As Rick fell, his gun flew from his hand, bouncing once on the carpeted floor and landing enticingly close to the corner where Katie was hiding. She inched forward, pressed her feet painfully against the wall so she could make a good lunge into the room, and just before she moved she glanced up and found Martin's eyes locked on her. She was surprised at the awareness in his eyes now, matched with a blazing intensity as he finally caught her gaze. He shook his head, subtly but enough that she picked it up, then looked up to Velez.

"Yes," he said. He took a deep breath and let it out. "I'll help you. I've seen enough bloodshed."

"Whatever does it for you," Velez said, shrugging. He pointed up to the code, displayed large on the wall. "This is it. The main function is at the bottom, but it mostly just calls other functions that are in roughly chronological order from top to bottom. The big math functions are here," he pointed to a section of code on the display, then scrolled down a couple pages, "and here. It
has
 to be a math problem because of the way it's compounding, but I've been over both of these a thousand times. See if you can find something I missed."

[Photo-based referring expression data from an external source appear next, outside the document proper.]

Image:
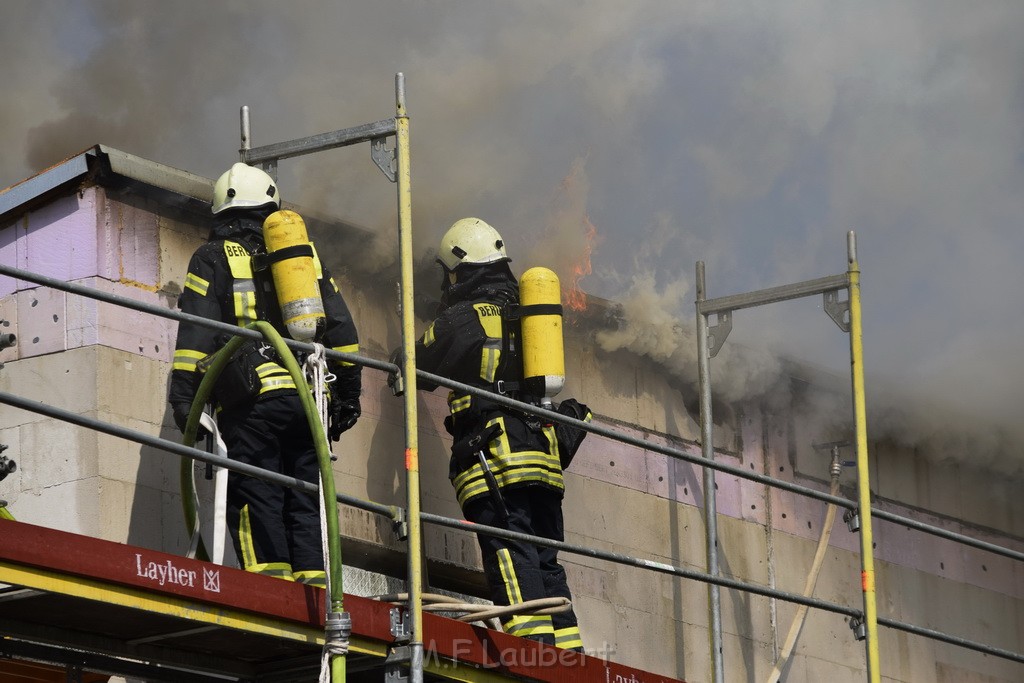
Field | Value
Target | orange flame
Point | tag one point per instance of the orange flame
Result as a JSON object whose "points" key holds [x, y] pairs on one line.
{"points": [[576, 298]]}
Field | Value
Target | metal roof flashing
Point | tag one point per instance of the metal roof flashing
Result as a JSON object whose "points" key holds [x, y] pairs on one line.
{"points": [[115, 169]]}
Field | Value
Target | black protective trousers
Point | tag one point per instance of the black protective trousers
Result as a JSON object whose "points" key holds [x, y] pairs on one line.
{"points": [[275, 529], [518, 571]]}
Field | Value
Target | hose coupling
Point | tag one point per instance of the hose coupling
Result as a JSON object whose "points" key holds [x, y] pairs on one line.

"I'll need my hands," Martin said, and Velez nodded and spun Martin's chair around so that he faced the wall opposite Katie. Velez ripped open a drawer on one of his desks and pulled out a pocket knife, and for a moment Katie had a terrible vision of Velez spotting Martin's bluff, and cutting his throat like a butcher. Instead, he dropped to his knee behind Martin's chair, and began sawing at the knots binding Martin's wrists.

Katie inched forward, stretching out a hand in front of her, but something Martin had said earlier swam up in her memory. He had watched Velez program the cameras to prevent them escaping the room. She didn't know what that entailed, exactly, or how it had been overridden to let Martin out. And she still didn't know how many shots a single camera could fire, but three of them had just used up a round each on Rick there. One had shot at her, too, but that had been days ago. Surely it was reloaded by now.

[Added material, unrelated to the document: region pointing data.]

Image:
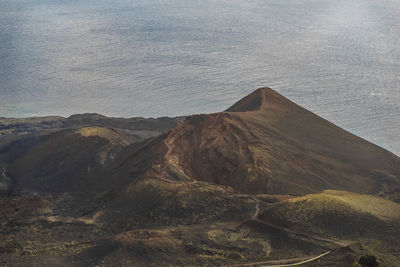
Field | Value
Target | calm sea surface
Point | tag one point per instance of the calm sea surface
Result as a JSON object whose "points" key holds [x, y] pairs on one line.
{"points": [[340, 59]]}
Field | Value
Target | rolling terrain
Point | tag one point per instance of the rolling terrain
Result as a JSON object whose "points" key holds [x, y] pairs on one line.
{"points": [[265, 182]]}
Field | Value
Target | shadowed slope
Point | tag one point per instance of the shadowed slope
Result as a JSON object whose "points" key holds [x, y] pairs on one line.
{"points": [[268, 144]]}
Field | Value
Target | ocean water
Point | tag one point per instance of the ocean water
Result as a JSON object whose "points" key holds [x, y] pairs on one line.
{"points": [[339, 59]]}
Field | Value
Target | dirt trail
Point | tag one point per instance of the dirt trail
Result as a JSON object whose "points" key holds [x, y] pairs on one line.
{"points": [[284, 262], [290, 261]]}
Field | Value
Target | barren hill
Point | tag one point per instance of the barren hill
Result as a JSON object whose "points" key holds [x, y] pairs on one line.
{"points": [[265, 182], [267, 144]]}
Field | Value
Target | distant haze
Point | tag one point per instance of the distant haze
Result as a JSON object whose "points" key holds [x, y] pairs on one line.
{"points": [[340, 59]]}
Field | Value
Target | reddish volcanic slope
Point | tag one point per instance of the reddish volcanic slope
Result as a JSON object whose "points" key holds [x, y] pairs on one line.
{"points": [[267, 144]]}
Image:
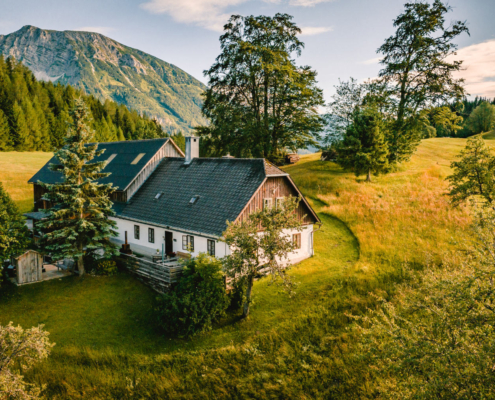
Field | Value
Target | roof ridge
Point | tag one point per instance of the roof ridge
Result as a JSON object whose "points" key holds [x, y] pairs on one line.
{"points": [[274, 169], [130, 141]]}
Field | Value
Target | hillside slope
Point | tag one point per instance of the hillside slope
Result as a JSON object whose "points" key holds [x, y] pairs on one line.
{"points": [[109, 70]]}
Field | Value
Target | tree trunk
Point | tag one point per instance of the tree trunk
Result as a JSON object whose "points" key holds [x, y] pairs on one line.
{"points": [[245, 312], [368, 178], [80, 261]]}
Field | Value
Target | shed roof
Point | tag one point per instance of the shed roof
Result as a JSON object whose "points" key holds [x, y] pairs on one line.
{"points": [[224, 187], [123, 165]]}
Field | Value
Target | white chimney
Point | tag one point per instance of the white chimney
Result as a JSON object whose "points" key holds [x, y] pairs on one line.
{"points": [[192, 148]]}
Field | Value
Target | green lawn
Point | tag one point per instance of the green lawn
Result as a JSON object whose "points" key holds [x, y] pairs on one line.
{"points": [[289, 347], [16, 168]]}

There were two cameras she could see clearly, from her hiding spot, and another just out of sight around the right corner. The three on the near wall were completely hidden from her, but she had a pretty good idea where they were located. For now, her attention was all on the two she could see, swinging lazily back and forth. Lying perfectly still on the floor, she watched the middle one rove in her direction. Her whole body tensed painfully as its dreadful gaze passed over her, but there was no alarm, no silent shot accompanied with screaming pain. The camera moved on, peeking over at the TV on the wall.

The gun was two feet away. She didn't know how much effort she could get out of her damaged leg without passing out, but there would be enough for that lunge. It would also put her well in sight of at least five of the six cameras, though, and for all she knew, motion could be the triggering effect that would leave her in the same messy state Rick was in. She closed her eyes, breathing slow and steady while she summoned the courage to do what had to be done.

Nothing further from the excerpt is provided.